3

We're running into a problem (which is described http://wiki.python.org/moin/UnicodeDecodeError) -- read the second paragraph '...Paradoxically...'.

Specifically, we're trying to up-convert a string to unicode and we are receiving a UnicodeDecodeError.

Example:

 >>> unicode('\xab') Traceback (most recent call last): File "<stdin>", line 1, in <module> UnicodeDecodeError: 'ascii' codec can't decode byte 0xab in position 0: ordinal not in range(128) 

But of course, this works without any problems

 >>> unicode(u'\xab') u'\xab' 

Of course, this code is to demonstrate the conversion problem. In our actual code, we are not using string literals and we can cannot just pre-pend the unicode 'u' prefix, but instead we are dealing with strings returned from an os.walk(), and the file name includes the above value. Since we cannot coerce the value to a unicode without calling unicode() constructor, we're not sure how to proceed.

One really horrible hack that occurs is to write our own str2uni() method, something like:

def str2uni(val): r"""brute force coersion of str -> unicode""" try: return unicode(src) except UnicodeDecodeError: pass res = u'' for ch in val: res += unichr(ord(ch)) return res 

But before we do this -- wanted to see if anyone else had any insight?

UPDATED

I see everyone is getting focused on HOW I got to the example I posted, rather than the result. Sigh -- ok, here's the code that caused me to spend hours reducing the problem to the simplest form I shared above.

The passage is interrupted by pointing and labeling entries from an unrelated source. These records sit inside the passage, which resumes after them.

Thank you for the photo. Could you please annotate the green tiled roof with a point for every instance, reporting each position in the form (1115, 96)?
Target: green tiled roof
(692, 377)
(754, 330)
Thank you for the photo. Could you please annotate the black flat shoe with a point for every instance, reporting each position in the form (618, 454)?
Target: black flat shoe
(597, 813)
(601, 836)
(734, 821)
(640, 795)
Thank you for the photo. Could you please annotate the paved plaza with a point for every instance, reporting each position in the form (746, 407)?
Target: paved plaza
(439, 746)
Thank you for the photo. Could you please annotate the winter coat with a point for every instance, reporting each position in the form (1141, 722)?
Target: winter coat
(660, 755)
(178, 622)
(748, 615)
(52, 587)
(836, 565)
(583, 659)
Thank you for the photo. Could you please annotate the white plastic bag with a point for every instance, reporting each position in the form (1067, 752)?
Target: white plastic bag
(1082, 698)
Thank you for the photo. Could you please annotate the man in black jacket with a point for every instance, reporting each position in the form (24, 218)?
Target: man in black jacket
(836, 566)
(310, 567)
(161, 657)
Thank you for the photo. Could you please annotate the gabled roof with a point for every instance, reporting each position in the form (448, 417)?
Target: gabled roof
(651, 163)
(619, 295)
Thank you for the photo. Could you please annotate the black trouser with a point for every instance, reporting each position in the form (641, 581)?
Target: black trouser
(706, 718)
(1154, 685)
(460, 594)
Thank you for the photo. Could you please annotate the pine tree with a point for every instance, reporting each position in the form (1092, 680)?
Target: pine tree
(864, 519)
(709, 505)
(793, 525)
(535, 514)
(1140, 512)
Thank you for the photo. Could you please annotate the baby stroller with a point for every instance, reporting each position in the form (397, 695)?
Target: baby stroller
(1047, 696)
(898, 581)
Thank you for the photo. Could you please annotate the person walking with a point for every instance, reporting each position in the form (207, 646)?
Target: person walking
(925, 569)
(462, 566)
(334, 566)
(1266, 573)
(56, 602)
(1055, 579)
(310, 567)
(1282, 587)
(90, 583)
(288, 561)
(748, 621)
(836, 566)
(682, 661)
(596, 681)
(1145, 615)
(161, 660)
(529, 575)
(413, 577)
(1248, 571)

for _,_,files in os.walk('/path/to/folder'): for fname in files: filename = unicode(fname) 

That piece of code tosses a UnicodeDecodeError exception when the filename has the following value '3\xab Floppy (A).link'

To see the error for yourself, do the following:

 >>> unicode('3\xab Floppy (A).link') Traceback (most recent call last): File "<stdin>", line 1, in <module> UnicodeDecodeError: 'ascii' codec can't decode byte 0xab in position 1: ordinal not in range(128) 

UPDATED

I really appreciate everyone trying to help. And I also appreciate that most people make some pretty simple mistakes related to string/unicode handling. But I'd like to underline the reference to the UnicodeDecodeError exception. We are getting this when calling the unicode() constructor!!!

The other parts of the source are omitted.